Bank of Tanzania (BoT) is making it easy for banks to lend in a new policy, dropping the requirement for a national identification card to register bank agents while lenders would only require 18 months’ business experience.
According to BoT Governor Prof Florens Luoga, this policy is expected to contribute to an increase in loanable funds to banks through deposit mobilisation. BoT also intends to lower lending rates to the private sector.
Prof Luoga said the bank has introduced special loans amounting to Tsh1 trillion ($432 million) to banks and other financial institutions for on-lending to the private sector.
“The Bank of Tanzania shall provide a special loan to banks and other financial institutions at three percent per annum for pre-financing or re-financing of new loans to the private sector,” he said.
Banks wishing to access the special loan facility shall charge an interest rates not exceeding 10 percent per annum on loans extended to the private sector.
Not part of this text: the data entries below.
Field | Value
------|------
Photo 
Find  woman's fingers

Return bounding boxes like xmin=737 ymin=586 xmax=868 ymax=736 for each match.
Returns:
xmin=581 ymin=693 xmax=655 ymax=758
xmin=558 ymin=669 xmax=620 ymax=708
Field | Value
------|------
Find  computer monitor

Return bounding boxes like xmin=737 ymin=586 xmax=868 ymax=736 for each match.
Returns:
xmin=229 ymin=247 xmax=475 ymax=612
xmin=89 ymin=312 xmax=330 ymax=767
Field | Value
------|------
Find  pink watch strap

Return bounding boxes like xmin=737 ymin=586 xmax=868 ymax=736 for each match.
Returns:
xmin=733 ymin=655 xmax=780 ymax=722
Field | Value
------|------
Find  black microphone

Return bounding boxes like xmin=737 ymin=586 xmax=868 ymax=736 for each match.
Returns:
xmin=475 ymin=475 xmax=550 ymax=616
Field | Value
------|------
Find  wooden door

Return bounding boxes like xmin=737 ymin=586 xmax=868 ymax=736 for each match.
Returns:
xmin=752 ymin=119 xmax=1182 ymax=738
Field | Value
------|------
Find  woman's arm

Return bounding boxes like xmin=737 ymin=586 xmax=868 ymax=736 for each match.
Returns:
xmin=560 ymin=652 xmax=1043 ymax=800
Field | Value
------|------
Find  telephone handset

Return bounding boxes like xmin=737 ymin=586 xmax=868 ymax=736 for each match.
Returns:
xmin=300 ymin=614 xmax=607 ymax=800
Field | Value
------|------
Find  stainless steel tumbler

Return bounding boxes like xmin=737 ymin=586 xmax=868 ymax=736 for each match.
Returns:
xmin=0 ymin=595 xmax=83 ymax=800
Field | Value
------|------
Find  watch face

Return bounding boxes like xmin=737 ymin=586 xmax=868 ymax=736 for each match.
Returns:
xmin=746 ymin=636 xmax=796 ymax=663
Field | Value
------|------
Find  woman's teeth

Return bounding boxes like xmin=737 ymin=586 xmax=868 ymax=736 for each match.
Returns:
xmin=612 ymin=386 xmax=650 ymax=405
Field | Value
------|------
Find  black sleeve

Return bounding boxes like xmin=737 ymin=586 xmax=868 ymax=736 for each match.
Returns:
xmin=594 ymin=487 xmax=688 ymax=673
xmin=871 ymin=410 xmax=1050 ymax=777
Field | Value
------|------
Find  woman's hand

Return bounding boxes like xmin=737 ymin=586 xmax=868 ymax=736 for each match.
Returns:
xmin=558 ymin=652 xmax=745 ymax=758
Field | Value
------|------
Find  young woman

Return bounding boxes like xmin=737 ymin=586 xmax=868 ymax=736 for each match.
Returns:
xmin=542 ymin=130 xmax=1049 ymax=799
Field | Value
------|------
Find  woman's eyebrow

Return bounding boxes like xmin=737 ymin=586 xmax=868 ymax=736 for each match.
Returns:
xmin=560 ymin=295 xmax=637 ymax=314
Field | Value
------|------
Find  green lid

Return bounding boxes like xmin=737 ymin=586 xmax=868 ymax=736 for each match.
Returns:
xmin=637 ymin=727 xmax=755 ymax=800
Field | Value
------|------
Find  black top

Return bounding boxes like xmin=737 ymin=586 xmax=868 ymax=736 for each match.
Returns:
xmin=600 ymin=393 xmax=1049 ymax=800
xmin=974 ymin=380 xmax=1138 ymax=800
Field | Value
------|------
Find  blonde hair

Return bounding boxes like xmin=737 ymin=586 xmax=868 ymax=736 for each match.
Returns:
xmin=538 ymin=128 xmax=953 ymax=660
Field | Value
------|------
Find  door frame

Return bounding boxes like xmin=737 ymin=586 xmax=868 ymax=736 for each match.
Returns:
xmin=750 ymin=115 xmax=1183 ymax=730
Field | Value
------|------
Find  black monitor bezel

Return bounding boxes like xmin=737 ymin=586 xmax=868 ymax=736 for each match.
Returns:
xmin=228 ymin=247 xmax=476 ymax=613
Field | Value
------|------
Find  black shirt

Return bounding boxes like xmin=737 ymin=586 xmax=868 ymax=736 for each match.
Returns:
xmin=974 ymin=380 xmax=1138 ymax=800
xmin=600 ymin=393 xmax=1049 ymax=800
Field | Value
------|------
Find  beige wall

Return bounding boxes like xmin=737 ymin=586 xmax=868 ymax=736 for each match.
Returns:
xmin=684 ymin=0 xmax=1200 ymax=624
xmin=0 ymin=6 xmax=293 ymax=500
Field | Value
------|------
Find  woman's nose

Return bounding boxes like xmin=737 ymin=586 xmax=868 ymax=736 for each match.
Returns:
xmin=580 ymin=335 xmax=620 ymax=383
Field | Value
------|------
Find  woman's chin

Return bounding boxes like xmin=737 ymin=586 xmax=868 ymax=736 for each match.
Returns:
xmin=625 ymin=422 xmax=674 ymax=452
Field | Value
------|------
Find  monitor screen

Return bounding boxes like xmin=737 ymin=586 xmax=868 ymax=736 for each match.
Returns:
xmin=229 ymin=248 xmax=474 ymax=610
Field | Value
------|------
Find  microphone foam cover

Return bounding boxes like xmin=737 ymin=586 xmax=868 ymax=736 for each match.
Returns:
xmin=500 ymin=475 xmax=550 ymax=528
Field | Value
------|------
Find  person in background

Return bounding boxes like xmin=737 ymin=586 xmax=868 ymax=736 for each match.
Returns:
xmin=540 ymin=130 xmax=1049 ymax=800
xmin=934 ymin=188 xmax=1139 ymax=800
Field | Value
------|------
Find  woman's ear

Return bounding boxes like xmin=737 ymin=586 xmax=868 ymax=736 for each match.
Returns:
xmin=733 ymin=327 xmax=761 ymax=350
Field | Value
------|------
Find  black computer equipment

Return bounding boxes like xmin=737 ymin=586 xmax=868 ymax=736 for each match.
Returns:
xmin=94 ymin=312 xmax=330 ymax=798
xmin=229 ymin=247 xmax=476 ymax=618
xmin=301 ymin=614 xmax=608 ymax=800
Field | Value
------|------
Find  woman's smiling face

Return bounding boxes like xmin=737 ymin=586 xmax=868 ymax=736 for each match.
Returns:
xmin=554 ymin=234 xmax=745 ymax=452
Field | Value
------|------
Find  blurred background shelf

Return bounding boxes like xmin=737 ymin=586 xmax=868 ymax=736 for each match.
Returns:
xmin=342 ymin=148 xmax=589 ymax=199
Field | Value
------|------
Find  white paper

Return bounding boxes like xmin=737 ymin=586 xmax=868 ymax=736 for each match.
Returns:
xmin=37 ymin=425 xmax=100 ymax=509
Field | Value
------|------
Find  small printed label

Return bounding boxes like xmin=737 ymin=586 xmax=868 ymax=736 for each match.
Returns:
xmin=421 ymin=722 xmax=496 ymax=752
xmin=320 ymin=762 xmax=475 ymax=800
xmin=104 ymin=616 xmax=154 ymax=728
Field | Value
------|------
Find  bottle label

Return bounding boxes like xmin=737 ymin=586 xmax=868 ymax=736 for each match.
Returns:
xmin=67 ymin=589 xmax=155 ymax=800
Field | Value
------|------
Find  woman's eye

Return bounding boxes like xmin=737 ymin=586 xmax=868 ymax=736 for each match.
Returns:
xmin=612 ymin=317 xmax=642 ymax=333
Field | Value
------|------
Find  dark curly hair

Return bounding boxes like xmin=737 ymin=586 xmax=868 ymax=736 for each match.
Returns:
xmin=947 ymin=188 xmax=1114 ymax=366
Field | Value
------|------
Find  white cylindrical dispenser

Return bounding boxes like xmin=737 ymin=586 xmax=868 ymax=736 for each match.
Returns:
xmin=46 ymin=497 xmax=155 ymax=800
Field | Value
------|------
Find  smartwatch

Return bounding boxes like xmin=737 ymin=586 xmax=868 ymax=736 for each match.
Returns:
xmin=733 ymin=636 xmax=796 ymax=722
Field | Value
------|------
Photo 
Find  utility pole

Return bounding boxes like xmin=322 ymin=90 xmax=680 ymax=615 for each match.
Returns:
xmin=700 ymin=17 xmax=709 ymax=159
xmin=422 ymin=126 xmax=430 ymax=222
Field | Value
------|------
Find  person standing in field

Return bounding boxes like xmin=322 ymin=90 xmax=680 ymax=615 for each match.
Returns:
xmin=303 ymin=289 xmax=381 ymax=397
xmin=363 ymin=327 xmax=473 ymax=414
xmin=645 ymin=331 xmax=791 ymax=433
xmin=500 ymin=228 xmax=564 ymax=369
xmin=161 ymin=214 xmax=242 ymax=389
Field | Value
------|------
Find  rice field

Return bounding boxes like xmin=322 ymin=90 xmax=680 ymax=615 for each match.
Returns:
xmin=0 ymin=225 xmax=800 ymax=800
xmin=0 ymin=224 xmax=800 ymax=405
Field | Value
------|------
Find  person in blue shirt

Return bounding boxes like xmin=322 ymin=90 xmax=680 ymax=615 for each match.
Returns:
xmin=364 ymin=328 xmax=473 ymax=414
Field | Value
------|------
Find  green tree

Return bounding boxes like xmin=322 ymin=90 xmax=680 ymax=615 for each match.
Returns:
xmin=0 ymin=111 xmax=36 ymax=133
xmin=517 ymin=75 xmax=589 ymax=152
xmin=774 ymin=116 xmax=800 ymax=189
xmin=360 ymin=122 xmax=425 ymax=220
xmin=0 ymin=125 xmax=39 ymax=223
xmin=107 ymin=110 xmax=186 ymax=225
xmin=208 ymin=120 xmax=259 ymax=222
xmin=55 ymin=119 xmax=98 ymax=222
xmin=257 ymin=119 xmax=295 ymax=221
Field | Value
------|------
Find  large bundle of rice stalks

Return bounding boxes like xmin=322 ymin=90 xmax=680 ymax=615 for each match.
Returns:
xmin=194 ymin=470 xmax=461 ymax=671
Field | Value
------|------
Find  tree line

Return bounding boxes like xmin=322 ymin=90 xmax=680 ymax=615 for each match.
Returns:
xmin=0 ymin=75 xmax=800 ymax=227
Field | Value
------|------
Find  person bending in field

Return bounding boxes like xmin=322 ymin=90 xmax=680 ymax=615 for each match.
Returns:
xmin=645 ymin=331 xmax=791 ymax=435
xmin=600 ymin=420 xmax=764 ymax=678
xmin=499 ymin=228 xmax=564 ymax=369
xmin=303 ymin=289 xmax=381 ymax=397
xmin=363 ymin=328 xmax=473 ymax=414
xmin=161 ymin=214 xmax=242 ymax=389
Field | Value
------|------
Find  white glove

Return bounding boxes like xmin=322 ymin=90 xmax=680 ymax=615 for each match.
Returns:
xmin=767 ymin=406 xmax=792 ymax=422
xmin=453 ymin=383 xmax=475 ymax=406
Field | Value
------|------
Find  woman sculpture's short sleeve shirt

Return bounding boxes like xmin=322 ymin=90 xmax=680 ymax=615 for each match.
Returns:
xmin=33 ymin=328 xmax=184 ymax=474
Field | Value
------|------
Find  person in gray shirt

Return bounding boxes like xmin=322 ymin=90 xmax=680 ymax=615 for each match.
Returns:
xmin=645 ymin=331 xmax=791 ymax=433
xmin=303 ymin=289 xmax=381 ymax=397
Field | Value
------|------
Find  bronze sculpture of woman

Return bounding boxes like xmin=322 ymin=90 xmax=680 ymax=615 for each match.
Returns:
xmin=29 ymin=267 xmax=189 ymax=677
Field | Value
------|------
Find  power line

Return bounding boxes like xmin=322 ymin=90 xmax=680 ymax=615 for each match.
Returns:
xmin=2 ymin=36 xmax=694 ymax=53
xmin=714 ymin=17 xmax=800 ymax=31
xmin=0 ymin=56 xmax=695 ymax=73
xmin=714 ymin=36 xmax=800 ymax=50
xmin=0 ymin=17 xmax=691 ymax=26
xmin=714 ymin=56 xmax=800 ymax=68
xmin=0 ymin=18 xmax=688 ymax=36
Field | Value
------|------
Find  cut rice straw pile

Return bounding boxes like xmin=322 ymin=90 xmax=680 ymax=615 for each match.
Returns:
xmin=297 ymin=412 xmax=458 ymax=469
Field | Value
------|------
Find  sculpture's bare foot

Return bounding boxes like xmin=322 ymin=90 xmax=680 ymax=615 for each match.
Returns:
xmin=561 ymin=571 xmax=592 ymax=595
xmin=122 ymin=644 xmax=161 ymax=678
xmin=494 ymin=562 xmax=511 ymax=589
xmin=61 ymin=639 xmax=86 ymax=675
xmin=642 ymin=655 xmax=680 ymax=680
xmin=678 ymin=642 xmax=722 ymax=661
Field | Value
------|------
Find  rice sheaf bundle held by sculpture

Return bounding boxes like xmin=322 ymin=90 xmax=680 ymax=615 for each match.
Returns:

This measure intends to increase liquidity to banks and reduce lending rates.
“This provide an opportunity to banks to extend more credit to the private sector than before,” said Prof Luoga.
BoT also announced a decrease of statutory minimum reserve (SMR) requirement, adding that banks that extend credit to agriculture shall be eligible for a reduction in SMR amount, equivalent to the loan extended. Prof Luoga said banks will have to show proof of lending to agricultural firms at an interest rate not exceeding 10 percent per annum.
The BoT bank said prior to the outbreak of Covid-19, macroeconomic conditions in Tanzania were stable.
Tanzania Private Sector Foundation executive director Francis Nanai said firms have been constrained financially due to a slowdown in economic activity.